Serwisy w sieci nie powinny być traktowane jak dzienniki czy czasopisma i podlegać rejestracji – przekonuje w skardze konstytucyjnej Helsińska Fundacja Praw Człowieka
Skarga dotyczy sprawy Leszka Szymczaka, który prowadzi lokalny serwis internetowy GazetaBytowska.pl. Opublikował w nim tekst na temat działalności lokalnego komornika. Pod spodem internauci umieszczali komentarze. Prokuratura uznała, że niektóre z nich nawoływały do przestępstwa – linczu na komorniku.

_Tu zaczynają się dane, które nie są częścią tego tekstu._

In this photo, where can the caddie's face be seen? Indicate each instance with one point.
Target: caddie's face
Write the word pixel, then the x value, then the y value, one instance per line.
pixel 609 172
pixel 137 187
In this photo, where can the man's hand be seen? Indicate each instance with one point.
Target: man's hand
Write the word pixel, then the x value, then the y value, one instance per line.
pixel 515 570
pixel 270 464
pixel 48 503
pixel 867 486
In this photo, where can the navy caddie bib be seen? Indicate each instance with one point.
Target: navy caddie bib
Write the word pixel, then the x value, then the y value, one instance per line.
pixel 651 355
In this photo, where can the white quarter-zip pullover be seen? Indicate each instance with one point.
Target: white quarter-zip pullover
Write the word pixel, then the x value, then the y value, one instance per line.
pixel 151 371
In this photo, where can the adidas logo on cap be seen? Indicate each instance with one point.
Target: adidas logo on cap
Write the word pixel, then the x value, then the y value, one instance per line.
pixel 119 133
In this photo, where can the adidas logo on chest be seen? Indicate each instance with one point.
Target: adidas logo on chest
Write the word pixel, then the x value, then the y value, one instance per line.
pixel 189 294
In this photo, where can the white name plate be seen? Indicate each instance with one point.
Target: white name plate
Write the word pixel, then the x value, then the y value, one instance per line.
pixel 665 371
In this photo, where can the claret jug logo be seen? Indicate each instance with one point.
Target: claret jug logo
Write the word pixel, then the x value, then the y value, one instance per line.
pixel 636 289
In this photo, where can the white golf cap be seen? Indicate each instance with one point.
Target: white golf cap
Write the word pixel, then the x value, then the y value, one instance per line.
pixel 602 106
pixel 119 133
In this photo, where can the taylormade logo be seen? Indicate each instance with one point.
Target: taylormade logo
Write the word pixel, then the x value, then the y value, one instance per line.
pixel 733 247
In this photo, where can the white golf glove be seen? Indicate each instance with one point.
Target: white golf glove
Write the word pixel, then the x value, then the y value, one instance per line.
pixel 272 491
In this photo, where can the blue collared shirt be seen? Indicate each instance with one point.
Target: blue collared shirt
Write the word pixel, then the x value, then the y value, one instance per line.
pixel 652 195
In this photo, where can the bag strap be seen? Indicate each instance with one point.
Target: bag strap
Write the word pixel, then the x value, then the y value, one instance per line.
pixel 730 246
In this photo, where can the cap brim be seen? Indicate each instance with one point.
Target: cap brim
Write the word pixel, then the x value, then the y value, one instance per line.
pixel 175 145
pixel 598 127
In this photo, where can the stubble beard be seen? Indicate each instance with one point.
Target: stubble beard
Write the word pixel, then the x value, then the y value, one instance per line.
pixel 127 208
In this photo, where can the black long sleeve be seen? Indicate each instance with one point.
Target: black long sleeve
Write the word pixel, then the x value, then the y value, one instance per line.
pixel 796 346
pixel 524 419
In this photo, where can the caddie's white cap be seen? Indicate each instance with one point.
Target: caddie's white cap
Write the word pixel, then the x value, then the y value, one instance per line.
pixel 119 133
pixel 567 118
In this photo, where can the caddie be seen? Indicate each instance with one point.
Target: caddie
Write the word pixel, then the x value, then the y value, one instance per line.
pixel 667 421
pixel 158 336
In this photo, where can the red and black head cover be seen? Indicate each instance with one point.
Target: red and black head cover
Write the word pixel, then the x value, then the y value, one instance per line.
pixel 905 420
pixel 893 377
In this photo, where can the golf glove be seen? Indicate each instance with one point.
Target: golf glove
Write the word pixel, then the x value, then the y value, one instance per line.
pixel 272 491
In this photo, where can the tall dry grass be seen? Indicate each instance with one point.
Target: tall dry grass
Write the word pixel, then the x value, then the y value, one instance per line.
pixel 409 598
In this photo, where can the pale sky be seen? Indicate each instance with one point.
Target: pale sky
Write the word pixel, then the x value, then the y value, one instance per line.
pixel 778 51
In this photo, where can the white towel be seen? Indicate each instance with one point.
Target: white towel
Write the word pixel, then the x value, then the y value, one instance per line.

Sprawa tych komentarzy wciąż nie jest rozstrzygnięta. Niejako przy okazji prokuratura oskarżyła Szymczaka o to, że prowadząc serwis bez zarejestrowania go jako dziennika, popełnił przestępstwo. Sądy obydwu instancji co prawda umorzyły postępowanie ze względu na niewielką szkodliwość społeczną czynu, ale jednocześnie uznały, że prowadzący serwis rzeczywiście złamał prawo, nie rejestrując go jako dziennika. („Rzeczpospolita”, wydanie z dnia 23. lipca. 2008r)

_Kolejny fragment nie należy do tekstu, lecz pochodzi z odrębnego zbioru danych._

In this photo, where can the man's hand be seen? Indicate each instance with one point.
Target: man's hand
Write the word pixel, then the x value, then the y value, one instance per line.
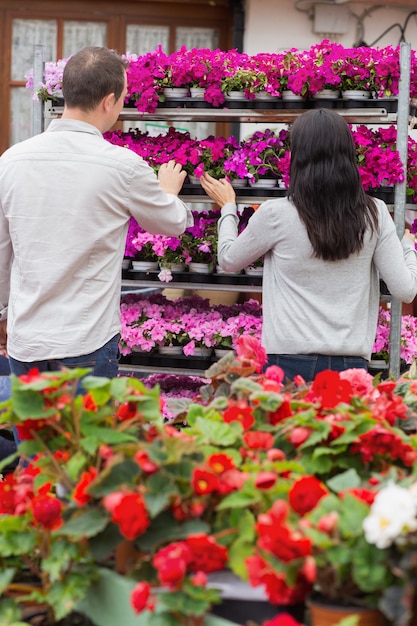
pixel 171 177
pixel 3 338
pixel 221 191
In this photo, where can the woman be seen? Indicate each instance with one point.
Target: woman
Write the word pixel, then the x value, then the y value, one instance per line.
pixel 325 247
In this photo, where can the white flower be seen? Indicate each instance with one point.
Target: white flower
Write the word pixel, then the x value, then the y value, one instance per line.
pixel 393 513
pixel 165 275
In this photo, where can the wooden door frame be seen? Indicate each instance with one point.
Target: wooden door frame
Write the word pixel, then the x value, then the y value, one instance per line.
pixel 117 15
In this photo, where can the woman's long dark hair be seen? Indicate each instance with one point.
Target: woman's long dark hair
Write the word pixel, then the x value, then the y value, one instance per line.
pixel 325 185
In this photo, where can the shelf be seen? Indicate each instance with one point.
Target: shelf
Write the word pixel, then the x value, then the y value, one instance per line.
pixel 358 115
pixel 254 284
pixel 157 369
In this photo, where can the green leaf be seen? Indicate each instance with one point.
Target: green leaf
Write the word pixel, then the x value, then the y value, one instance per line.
pixel 103 544
pixel 64 595
pixel 160 490
pixel 6 577
pixel 107 601
pixel 62 556
pixel 346 480
pixel 216 433
pixel 111 479
pixel 10 614
pixel 370 569
pixel 75 465
pixel 15 543
pixel 238 552
pixel 87 523
pixel 241 499
pixel 106 435
pixel 164 529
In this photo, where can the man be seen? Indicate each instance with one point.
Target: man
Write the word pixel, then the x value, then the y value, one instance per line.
pixel 66 197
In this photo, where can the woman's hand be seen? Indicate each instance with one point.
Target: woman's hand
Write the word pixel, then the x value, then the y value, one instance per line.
pixel 409 235
pixel 171 177
pixel 221 191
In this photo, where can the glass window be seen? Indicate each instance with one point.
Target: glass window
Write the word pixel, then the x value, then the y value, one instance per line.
pixel 143 39
pixel 196 37
pixel 77 35
pixel 25 34
pixel 21 114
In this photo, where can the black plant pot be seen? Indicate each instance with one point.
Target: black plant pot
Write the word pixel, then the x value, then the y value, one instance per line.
pixel 243 611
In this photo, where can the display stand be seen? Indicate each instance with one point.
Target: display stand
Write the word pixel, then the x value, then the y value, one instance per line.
pixel 375 113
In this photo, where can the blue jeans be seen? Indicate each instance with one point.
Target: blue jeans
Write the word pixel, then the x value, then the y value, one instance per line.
pixel 309 365
pixel 102 362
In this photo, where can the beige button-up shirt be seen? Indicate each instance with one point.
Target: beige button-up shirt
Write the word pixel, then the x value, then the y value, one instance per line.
pixel 66 197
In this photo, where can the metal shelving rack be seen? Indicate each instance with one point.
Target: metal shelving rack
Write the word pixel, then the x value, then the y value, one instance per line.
pixel 373 115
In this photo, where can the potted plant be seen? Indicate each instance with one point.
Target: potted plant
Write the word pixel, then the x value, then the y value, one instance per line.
pixel 145 513
pixel 258 157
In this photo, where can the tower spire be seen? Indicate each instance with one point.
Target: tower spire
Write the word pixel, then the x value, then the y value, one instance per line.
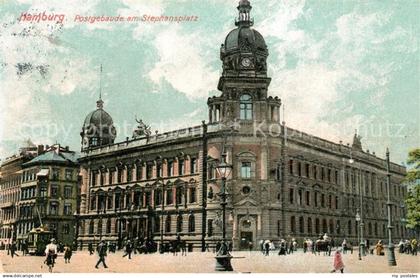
pixel 244 18
pixel 100 103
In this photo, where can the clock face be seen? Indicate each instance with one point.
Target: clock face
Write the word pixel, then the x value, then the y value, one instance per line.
pixel 246 62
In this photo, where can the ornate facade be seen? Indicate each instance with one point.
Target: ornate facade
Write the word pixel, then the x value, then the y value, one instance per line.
pixel 284 183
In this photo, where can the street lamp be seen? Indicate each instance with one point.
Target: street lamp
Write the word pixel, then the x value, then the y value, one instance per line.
pixel 391 255
pixel 223 256
pixel 360 179
pixel 357 221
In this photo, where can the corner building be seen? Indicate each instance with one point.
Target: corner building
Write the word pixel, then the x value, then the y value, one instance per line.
pixel 284 183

Noż otwiera się w kieszeni samoczynnie, czytając powyższe! Poststalinowska banda o mózgach trwale skażonych bolszewizmem, bezustannie wymyśla jakieś kretyńskie , bezsensowne przepisy, które pętają aktywność obywateli!!! Pytam się: w jakim celu mają się rejestrować gazety “papierowe”, albo i elektroniczne?? A gdyby ukazywały się bez żadnej rejestracji?? To co? Komu by to przeszkadzało? Kto i jaką odnosi korzyść z obecnej “rejestracji” gazet? W jakim celu muszą się rejestrować osoby chcące prowadzić jakąś działalność gospodarczą, na przykład wydawać gazetę? Czy zgłoszenie do urzędu skarbowego by nie wystarczyło? Po co komu dowód osobisty i dlaczego zmuszono kilkanaście milionów obywateli do ich wymiany? Dlaczego obywatel który chce sobie wybudować dom, musi prosić władze o pozwolenie? Co władzy do jego domu? Itd., itd...
Polska biurokracja i politycy, niczym wściekłe psy, urwali się z uwięzi: dotkliwie gryzą swoich wyborców, a ci są wobec tej hołoty bezradni i bezsilni. Ogon wywija psem, a przecież w demokracji miało być odwrotnie!! Jak pozbyć się dotkliwych pasożytów, (czyli polskiej „klasy” politycznej i stworzonej przez nią biurokracji), które zainfekowały polskie społeczeństwo i niszczą je dzień po dniu! Oto jest pytanie!